Нел обыкновенная, просто на удивление. Возможно, Далита простила бы, уродись она дурнушкой, ведь это было бы хоть что-то – но такая обыкновенная, как она, Нел… почти что никакая. Пустота, на которой не задерживается глаз. Наверное, это казалось самым оскорбительным: все остальные дочери так или иначе переняли материнскую яркую красоту, искусно подчеркивая ее притирками и пудрами, платьями и корсетами – лишь бы произвести наилучшее впечатление на всех, кто их видит.

Но Нел… время от времени сестры пытались приукрасить ее, подправить, но казалось, попадая на ее кожу, краски блекнут, производя не больше изменений, чем легчайший ветерок. Розовое шелковое платьице поникало, как будто не найдя опоры. Волосы тоже отказывались курчавиться и виться, даже после целой ночи на тугих папильотках. Стоило их снять, как на плечи Нел падали густые прямые пряди, не каштановые, не черные, не светлые, а неприметная смесь всех трех цветов. Среднего роста, со средненькими серыми глазами, вся она была средненькая и сливалась с окружением не хуже хамелеона.

На проспектах, авеню, полузаброшенных улочках и в тайных проулках она нашла подобие дома и обрела собратьев среди обитателей этих мест. Такие же невидимки, они распознали родственную тень. Кое-кто даже помогал. Не бросаться в глаза означало не привлекать внимание, и в этом была их безопасность. Матушка Магнус, мудрая женщина, поделилась с Нел частицами своей магии – показала, как приглушать звук шагов и как заставить самые темные тени льнуть и облегать, служа камуфляжем. Самый ловкий вор по прозвищу Чуток научил ее договариваться со сложнейшими замками, так что они открывались, но девушка вовсе не собиралась использовать это умение в нечестных целях. Каждая крупица знаний бережно сохранялась ею, если не находила мгновенного применения.

Но в последние несколько месяцев улицы стали не такими приветливыми: тени казались более глубокими и мрачными, по ночам повисала тяжелая тишина, и Нел больше не была уверена в том, что найдет, совершая свои вылазки по утрамбованной земле или по гравийным дорожкам.

Нел нашла первую девочку.

Она тогда отправилась за недельным запасом угля, таща за собой недавно вычищенную красную тележку (Далита всегда требовала безупречной чистоты, и ее не волновало то, что уголь иногда портил картину). Нел всегда приходила к Угольному двору Билсона еще до открытия, но она умела справляться с замком на расшатанных деревянных воротах, а мистер Билсон ничуть не возражал, когда она оставляла мешочек с медяками и бронзовыми монетами в крохотной выемке за дверью заднего хода. Нел вошла, тележка каждый раз громко протестовала, подскакивая на выбоинах, но девушка ее не бросила. Она прошла к огромному угольному баку (высотой в человеческий рост, в длину в два, а в ширину в три), закрытому металлической крышкой, и, отодвинув ее, обнаружила, что изнутри на нее смотрят. Вглядевшись в полумрак, Нел различила тело, распростертое на черном, ничем, кроме пыли, не покрытом ложе из угля, и выражение растерянности, навеки застывшее на лице мертвой девочки.

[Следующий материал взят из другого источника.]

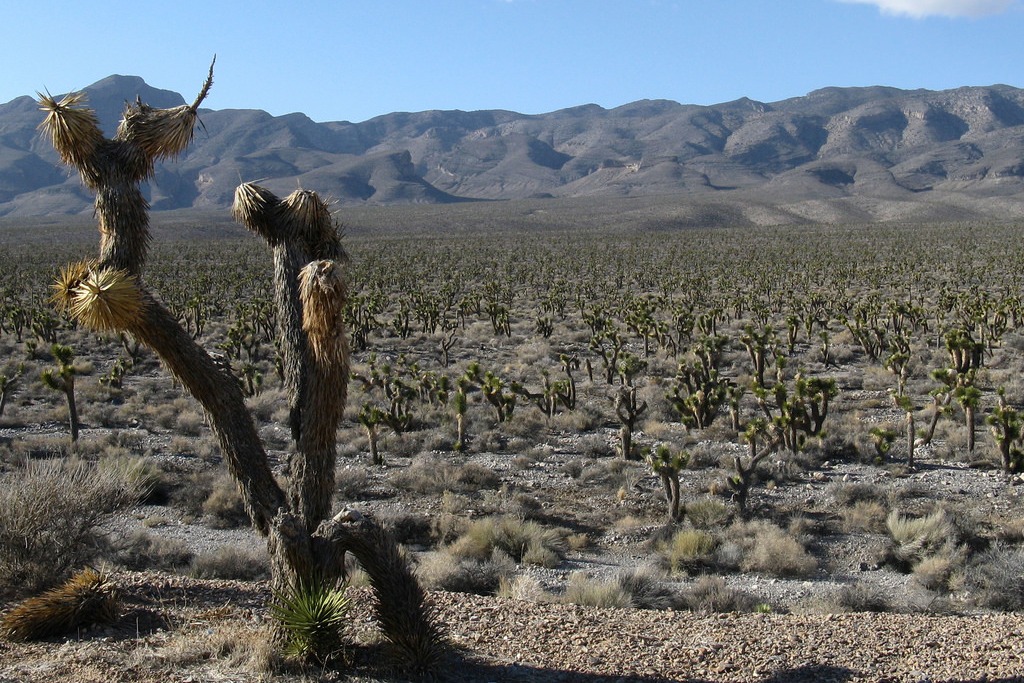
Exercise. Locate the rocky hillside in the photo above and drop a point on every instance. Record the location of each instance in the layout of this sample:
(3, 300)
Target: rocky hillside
(835, 155)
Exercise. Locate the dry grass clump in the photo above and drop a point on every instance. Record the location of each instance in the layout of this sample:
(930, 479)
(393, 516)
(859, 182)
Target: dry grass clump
(522, 587)
(708, 513)
(50, 513)
(237, 644)
(647, 589)
(914, 539)
(85, 599)
(995, 579)
(445, 571)
(689, 550)
(711, 594)
(863, 516)
(765, 548)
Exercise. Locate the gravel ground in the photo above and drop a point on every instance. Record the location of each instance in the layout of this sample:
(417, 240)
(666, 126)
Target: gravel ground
(510, 640)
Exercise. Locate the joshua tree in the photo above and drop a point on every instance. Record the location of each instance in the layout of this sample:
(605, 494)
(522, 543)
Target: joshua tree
(628, 412)
(1007, 428)
(305, 543)
(8, 380)
(758, 430)
(61, 378)
(666, 463)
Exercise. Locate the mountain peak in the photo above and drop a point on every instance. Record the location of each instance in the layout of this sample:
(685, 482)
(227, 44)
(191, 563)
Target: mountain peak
(860, 147)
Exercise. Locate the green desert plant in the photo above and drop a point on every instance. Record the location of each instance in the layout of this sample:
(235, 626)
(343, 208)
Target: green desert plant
(312, 615)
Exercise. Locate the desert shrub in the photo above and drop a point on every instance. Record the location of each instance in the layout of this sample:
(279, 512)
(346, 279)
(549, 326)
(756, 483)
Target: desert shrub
(573, 468)
(847, 495)
(711, 594)
(223, 507)
(707, 513)
(689, 550)
(523, 541)
(189, 423)
(445, 571)
(50, 513)
(595, 445)
(232, 563)
(154, 483)
(995, 579)
(864, 516)
(764, 548)
(585, 590)
(144, 551)
(431, 475)
(408, 528)
(350, 481)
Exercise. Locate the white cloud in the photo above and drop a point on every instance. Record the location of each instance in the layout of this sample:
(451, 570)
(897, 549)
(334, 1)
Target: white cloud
(922, 8)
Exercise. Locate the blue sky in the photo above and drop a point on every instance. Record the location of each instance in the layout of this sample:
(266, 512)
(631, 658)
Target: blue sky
(352, 60)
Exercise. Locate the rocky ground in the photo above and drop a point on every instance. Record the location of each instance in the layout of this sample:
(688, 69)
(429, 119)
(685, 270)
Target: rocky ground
(180, 630)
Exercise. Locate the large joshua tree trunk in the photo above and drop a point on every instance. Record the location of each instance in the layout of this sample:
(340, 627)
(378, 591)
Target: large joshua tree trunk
(304, 542)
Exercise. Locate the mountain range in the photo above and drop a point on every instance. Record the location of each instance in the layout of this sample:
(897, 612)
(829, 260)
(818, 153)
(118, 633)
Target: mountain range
(834, 155)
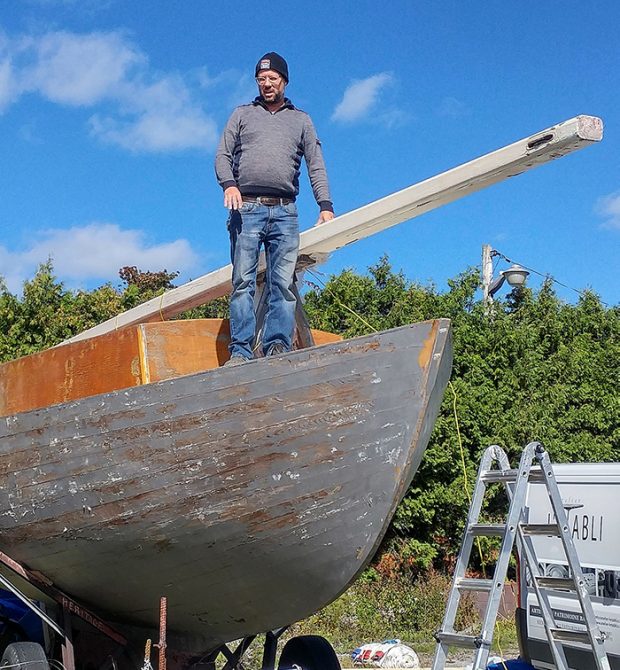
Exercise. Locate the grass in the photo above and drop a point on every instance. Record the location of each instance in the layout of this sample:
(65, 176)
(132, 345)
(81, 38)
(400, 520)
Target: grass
(375, 610)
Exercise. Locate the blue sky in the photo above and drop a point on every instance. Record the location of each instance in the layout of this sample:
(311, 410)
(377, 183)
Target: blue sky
(110, 111)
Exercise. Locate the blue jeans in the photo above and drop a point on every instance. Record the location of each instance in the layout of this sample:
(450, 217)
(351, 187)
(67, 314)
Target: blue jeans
(278, 230)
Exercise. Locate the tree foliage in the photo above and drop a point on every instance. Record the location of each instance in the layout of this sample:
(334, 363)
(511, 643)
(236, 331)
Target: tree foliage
(536, 368)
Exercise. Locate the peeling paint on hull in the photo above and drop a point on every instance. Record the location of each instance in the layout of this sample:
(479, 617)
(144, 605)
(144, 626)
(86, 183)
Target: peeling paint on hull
(249, 496)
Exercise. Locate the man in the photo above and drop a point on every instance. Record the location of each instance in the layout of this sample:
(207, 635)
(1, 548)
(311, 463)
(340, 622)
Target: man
(257, 165)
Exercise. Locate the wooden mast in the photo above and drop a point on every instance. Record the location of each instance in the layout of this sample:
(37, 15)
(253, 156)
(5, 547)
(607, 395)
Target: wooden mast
(318, 242)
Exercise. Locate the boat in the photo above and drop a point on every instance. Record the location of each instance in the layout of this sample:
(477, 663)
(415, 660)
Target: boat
(248, 497)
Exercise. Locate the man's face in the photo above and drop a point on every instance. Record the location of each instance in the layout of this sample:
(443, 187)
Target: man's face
(271, 85)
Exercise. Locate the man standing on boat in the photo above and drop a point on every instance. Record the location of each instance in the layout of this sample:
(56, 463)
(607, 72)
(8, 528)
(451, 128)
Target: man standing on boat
(257, 164)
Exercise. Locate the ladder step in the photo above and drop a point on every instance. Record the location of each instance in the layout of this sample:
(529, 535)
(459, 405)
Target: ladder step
(509, 476)
(460, 640)
(473, 584)
(550, 529)
(563, 635)
(504, 476)
(487, 529)
(559, 583)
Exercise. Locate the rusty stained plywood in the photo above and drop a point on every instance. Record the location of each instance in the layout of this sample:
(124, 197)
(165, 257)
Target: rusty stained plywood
(121, 359)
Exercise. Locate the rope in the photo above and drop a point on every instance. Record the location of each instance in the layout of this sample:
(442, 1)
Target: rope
(337, 299)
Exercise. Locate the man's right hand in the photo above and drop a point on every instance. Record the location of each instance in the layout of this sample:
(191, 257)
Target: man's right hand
(232, 198)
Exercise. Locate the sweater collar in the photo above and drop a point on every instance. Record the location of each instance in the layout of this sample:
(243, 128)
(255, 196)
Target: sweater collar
(258, 101)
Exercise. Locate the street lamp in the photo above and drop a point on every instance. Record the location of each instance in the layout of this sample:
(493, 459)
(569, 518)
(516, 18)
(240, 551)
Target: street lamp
(515, 275)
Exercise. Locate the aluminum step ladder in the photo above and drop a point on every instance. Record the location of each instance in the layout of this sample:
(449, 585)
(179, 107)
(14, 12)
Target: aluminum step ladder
(517, 528)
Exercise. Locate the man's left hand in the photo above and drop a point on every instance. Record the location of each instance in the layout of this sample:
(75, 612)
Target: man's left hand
(324, 217)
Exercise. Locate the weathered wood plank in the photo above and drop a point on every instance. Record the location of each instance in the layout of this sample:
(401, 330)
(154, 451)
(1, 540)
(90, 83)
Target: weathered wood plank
(131, 356)
(320, 241)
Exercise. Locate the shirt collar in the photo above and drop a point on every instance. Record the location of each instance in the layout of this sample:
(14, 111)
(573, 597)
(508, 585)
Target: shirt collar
(258, 100)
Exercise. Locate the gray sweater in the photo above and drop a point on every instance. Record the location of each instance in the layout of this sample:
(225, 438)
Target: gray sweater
(260, 152)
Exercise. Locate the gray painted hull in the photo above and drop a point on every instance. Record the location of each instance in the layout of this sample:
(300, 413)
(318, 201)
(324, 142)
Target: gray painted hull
(249, 496)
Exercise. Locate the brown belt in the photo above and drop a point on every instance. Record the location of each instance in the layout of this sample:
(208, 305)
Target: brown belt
(267, 200)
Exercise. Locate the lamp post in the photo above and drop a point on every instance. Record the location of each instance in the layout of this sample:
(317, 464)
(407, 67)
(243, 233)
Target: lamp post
(515, 275)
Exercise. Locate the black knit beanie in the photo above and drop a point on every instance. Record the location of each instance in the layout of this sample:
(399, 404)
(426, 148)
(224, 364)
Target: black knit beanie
(272, 61)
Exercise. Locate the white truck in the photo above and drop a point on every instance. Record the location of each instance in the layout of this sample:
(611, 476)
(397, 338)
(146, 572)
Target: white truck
(591, 496)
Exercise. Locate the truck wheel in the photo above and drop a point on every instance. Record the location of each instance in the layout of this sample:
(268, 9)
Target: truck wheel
(308, 652)
(25, 656)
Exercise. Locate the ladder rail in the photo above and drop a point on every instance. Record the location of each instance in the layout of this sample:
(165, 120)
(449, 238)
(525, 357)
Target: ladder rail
(597, 639)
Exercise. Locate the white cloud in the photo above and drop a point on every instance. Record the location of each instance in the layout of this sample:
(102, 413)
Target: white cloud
(360, 97)
(609, 208)
(160, 117)
(77, 69)
(141, 109)
(94, 252)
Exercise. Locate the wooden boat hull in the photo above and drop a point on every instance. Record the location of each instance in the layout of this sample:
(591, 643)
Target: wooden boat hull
(249, 496)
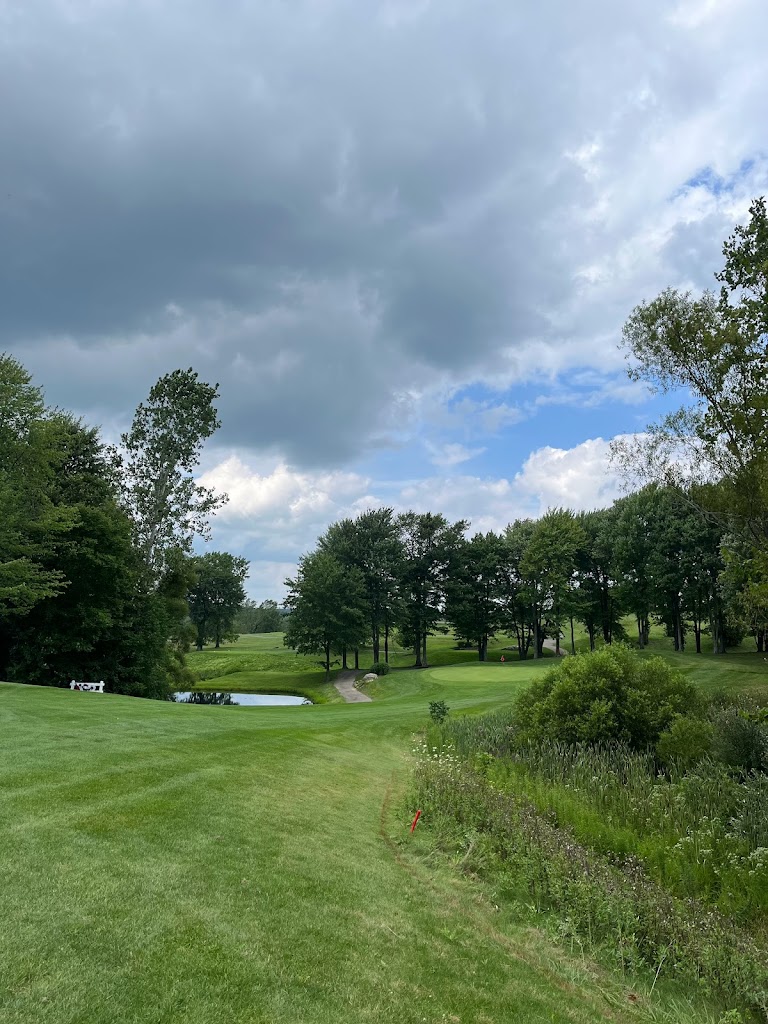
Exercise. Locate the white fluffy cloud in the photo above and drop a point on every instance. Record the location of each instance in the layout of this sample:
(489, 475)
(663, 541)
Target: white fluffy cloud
(410, 200)
(275, 514)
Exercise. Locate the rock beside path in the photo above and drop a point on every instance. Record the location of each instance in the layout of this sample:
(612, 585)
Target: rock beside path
(344, 683)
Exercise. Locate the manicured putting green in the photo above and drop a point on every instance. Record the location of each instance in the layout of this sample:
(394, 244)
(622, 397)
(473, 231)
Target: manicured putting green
(189, 863)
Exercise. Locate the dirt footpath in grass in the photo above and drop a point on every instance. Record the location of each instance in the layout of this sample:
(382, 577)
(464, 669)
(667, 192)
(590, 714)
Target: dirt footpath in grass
(344, 683)
(550, 645)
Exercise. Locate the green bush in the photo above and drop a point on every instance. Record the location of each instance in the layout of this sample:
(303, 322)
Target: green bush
(685, 742)
(739, 742)
(605, 696)
(438, 711)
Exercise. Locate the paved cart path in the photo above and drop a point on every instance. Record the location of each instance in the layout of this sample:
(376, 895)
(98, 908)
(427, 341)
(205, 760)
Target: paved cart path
(344, 683)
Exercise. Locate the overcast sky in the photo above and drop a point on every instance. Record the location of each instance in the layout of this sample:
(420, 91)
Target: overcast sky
(402, 236)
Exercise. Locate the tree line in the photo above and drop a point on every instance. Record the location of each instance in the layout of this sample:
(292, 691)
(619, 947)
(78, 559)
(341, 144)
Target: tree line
(97, 580)
(688, 550)
(652, 555)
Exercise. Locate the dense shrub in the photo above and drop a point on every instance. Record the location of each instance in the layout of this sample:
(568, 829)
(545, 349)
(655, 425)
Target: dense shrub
(611, 903)
(685, 742)
(605, 696)
(738, 741)
(438, 711)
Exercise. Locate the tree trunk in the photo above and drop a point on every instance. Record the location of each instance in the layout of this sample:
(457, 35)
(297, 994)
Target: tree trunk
(375, 639)
(679, 643)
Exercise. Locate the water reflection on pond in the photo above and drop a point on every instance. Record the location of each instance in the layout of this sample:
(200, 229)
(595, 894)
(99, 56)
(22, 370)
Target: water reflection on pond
(244, 699)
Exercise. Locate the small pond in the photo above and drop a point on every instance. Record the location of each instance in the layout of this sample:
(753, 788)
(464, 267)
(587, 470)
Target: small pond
(244, 699)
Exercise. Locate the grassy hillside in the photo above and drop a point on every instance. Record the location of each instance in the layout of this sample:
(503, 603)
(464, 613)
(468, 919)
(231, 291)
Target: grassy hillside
(188, 863)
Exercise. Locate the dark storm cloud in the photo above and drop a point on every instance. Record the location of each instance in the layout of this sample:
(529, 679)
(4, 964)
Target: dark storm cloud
(331, 207)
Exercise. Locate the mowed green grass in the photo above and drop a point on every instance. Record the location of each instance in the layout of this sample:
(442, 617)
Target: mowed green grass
(193, 863)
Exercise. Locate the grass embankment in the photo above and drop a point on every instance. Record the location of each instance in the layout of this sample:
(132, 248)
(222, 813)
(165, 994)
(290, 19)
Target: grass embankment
(188, 863)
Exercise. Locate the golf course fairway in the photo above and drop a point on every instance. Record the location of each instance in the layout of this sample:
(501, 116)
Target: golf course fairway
(188, 863)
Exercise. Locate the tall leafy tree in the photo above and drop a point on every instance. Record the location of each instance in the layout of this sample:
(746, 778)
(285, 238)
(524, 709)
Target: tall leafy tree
(263, 617)
(713, 347)
(216, 595)
(475, 591)
(549, 565)
(633, 543)
(518, 591)
(430, 545)
(328, 607)
(371, 544)
(597, 599)
(160, 453)
(31, 522)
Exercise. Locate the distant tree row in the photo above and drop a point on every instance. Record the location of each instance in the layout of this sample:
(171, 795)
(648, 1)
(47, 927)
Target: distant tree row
(651, 555)
(688, 550)
(263, 617)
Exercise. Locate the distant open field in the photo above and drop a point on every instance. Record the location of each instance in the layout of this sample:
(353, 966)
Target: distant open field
(184, 863)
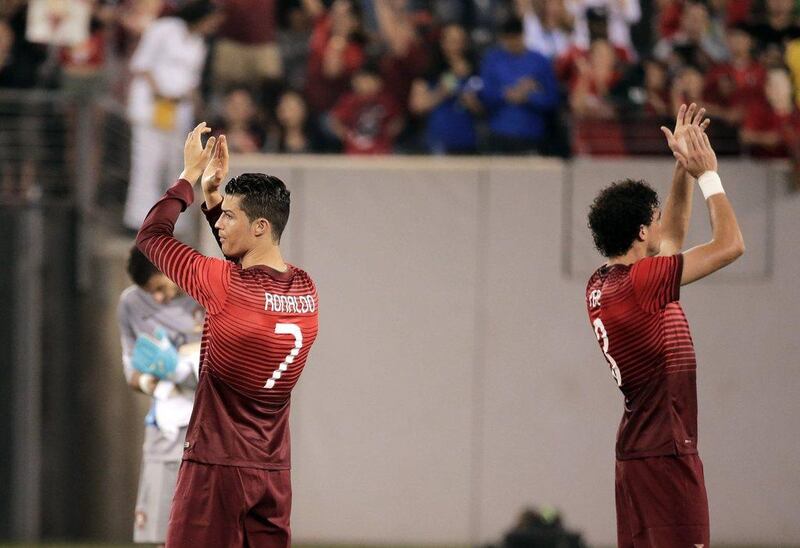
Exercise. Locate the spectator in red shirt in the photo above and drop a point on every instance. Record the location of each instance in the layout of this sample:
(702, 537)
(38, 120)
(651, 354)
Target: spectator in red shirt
(241, 122)
(247, 51)
(771, 128)
(407, 56)
(687, 87)
(82, 64)
(367, 120)
(594, 78)
(294, 132)
(693, 43)
(336, 52)
(733, 85)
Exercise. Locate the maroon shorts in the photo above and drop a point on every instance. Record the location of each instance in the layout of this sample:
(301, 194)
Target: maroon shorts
(226, 506)
(661, 502)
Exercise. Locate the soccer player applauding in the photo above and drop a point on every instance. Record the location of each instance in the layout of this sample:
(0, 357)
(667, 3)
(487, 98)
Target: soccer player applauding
(633, 307)
(234, 484)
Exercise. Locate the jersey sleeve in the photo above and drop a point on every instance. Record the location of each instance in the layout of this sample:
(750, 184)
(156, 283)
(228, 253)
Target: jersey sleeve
(657, 281)
(206, 279)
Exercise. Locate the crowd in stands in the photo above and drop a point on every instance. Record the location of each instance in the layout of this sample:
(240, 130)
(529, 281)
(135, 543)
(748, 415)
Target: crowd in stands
(553, 77)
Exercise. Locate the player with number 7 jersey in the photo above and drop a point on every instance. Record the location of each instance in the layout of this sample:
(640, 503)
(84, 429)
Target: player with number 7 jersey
(234, 486)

Констебль, тучный и краснорожий, сильно рассердился на Нел за то, что она не смогла сказать ему, кто это сделал, чем сильно осложнила его работу. Обычно ему приходилось иметь дело с кражами да пьяными драками. На беглянок он старательно закрывал глаза, утверждая, что все они вернутся, когда как следуют проголодаются. Он спокойно брал взятки от тех, кто ведал городским «дном» – они отлично сами справлялись с поддержанием порядка, и констебль это ценил. Любые трупы, появлявшиеся в результате криминальных разборок, имели обыкновение бесследно исчезать. Ему не приходилось иметь с ними дела. Но… это было что-то новое.